A report last week from the PEN American Center says translated versions of foreign books may be excised because of political sensitivities, like Taiwan, Tibet and the 1989 Tiananmen Square crackdown on democracy protesters. But references to sexually explicit material and gay and lesbian issues are also frowned upon.
The report intends to draw attention to how pervasive Chinese censorship could affect writers outside the country as China takes an increasingly prominent place in the global publishing industry. China will be the regional focus of this year’s BookExpo America in New York next week, with a delegation of hundreds of state writers and publishers.
China is one of the largest book publishing markets in the world, with total revenue projected to exceed $16 billion in 2015 and a growth rate of roughly 10 percent per year, according to the report. Chinese publishers acquired 16,115 foreign titles in 2012, up 60 percent from 2004. American and British books are the most popular.
The report says that in many instances, foreign authors and their agents and publishers do not have sufficient knowledge of the workings of Chinese censorship to ensure books aren’t censored.
Many have signed contracts that promise the preservation of the author’s original content but leave the translation to the Chinese publisher and fail to vet the resulting copy. Other authors consent to some censorship, reasoning that even in diluted form, getting new ideas into China will help the cause of free expression.
American novelist Paul Auster told PEN he did not discover the changes made to the translated version of his book “Sunset Park” until after publication in China last November. He said he felt his book was “mutilated.”
The plight of dissident and Nobel peace laureate Liu Xiaobo is a minor plot in the book. The publisher cut several pages, and in other places replaced the dissident’s name with “L.”
The New York-based agent of author Barbara De Angelis consented to the removal in Chinese translation of about 30 percent of the text of her “Secrets About Men Every Woman Should Know,” without the author’s knowledge, according to the report. The Chinese publisher found the sections dealing with bedroom secrets and advice too sexually explicit, it said.
PEN said it interviewed dozens of authors, publishers and literary agents in the United States, China, Taiwan, Australia and Europe for the report.

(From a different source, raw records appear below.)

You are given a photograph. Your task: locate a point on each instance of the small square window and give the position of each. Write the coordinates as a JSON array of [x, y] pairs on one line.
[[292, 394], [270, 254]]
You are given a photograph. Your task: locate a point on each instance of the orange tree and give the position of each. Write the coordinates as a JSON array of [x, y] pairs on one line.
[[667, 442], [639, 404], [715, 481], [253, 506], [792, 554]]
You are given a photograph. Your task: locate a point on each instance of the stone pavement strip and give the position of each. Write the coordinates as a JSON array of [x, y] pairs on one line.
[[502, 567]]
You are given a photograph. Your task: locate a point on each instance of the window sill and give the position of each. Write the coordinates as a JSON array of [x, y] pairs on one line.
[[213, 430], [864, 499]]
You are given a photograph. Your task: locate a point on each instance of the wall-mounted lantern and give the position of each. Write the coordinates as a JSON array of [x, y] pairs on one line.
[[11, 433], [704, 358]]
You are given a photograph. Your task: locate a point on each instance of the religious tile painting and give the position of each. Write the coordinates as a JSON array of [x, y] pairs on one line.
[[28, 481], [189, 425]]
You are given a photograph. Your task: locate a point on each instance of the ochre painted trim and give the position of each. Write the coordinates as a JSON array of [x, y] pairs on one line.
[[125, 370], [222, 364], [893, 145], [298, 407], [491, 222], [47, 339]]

It says that as book advances and royalties payments rise in China, there are serious concerns about the kinds of compromises foreign authors and publishers may make and the impact this can have on free expression.

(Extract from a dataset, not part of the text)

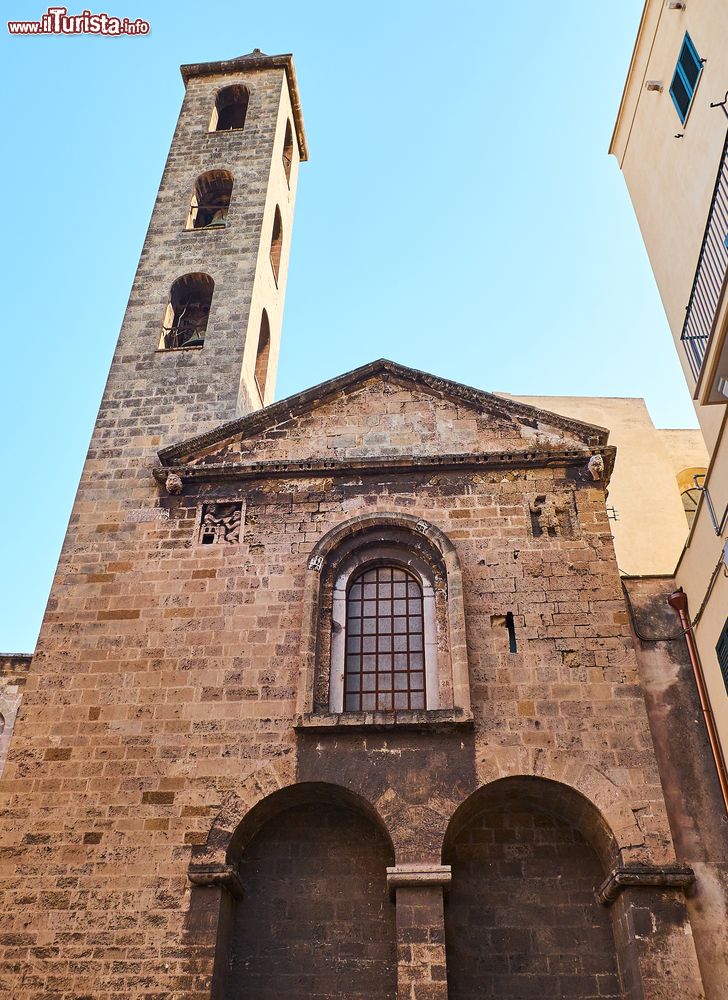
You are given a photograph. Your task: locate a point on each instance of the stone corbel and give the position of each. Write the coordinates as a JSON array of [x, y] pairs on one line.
[[216, 875], [678, 877], [418, 877]]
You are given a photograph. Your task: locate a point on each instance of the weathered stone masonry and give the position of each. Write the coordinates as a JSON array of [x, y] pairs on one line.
[[185, 815]]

“If we don’t act, how long will it take before a wide swath of writers begin to simply avoid taking up topics that could complicate access to readers in China or elsewhere once their books are translated?” said Suzanne Nossel, PEN executive director.
In response to a request for comment, Chinese Embassy spokesman Zhu Haiquan said the Chinese government protects its citizens’ right of freedom to publish, but those exercising that freedom must abide by Chinese law.
He said a growing number of foreign publications have been translated into Chinese and they are welcomed and well received in China.